Established in March 2020, the National Cabinet looked to be a great initiative.
Facing the most significant national and global crisis since World War 2, it looked like the heads of government could cut through any inefficiencies of the century-old federal system.
However, it has looked weak in the daily circuses of COVID press conferences, with journalists playing sport by provoking trading of insults and playing up apparent inconsistencies.
Our recent poll asking Australians about leaders who inspire them had a surprising result: The top-nominated leader was Angela Merkel. Angela Merkel adopted an optimistic mindset seeing opportunity in drawing the old West and East Germany together.
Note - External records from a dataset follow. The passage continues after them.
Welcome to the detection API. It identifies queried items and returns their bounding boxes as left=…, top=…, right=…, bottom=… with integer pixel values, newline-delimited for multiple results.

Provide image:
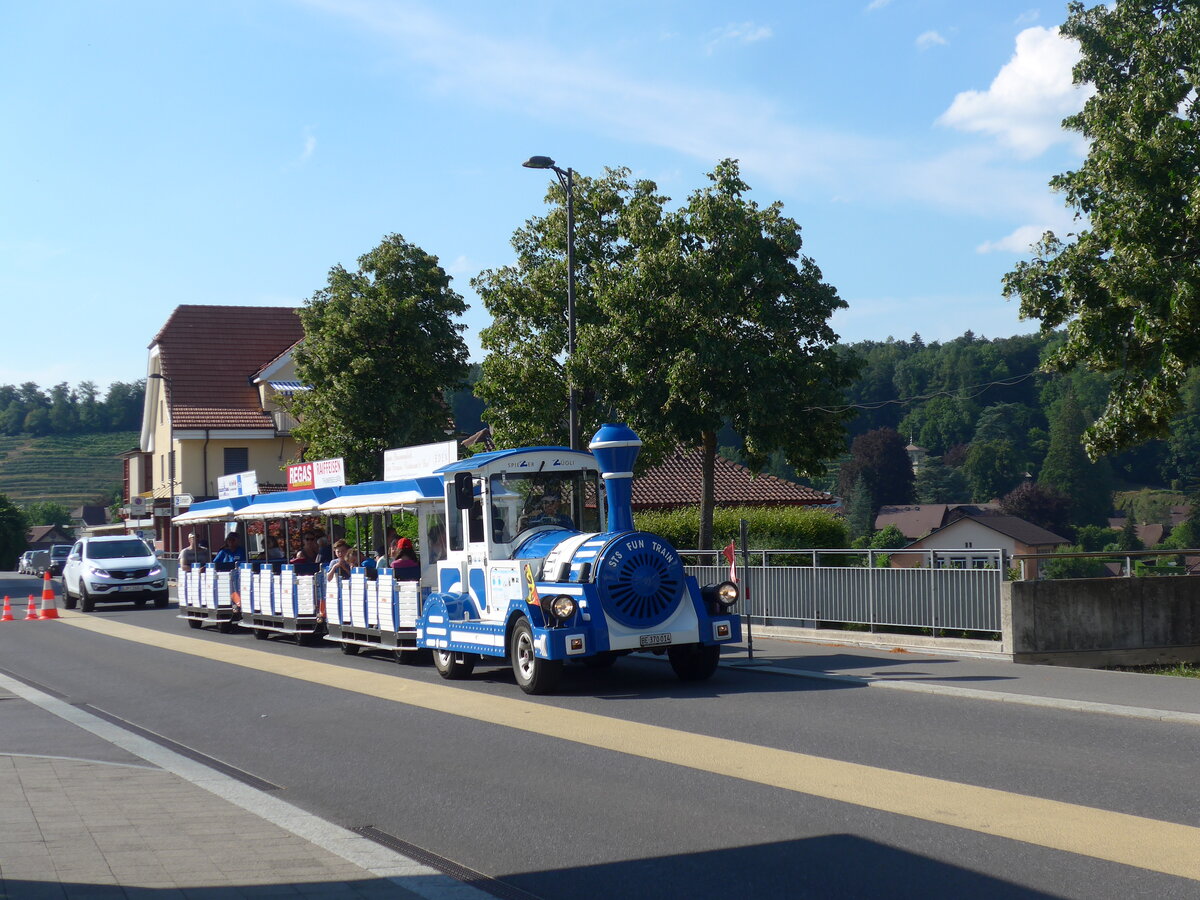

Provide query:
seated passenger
left=292, top=532, right=320, bottom=565
left=391, top=538, right=421, bottom=581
On the international platforms of the G8, G20 and the EU, she was brilliant at pulling people together in conversation. She had 16 years in office; in the same period, Australia had 6 Prime Ministers.
Optimism owes more to mindset, life experience, faith, and family than to politics or economics; it is the fuel that drives people and the foundation upon which leaders build greatness.
Building a more optimistic nation or community requires leadership that fosters and generates a mindset for collaboration and harvesting the essence of the community’s optimism.
Scott Morrison and Anthony Albanese are on record as optimists. Scott Morrison, in particular, talks about Australians as an optimistic people.
The time of COVID fear and anxiety has to be put behind us.
It’s time for a shared vision for a future built from an optimistic mindset that reframes challenges as opportunities rather than constraints, which brings people together on the journey and is aligned to new possibilities that are limited only by individual and collective imaginations.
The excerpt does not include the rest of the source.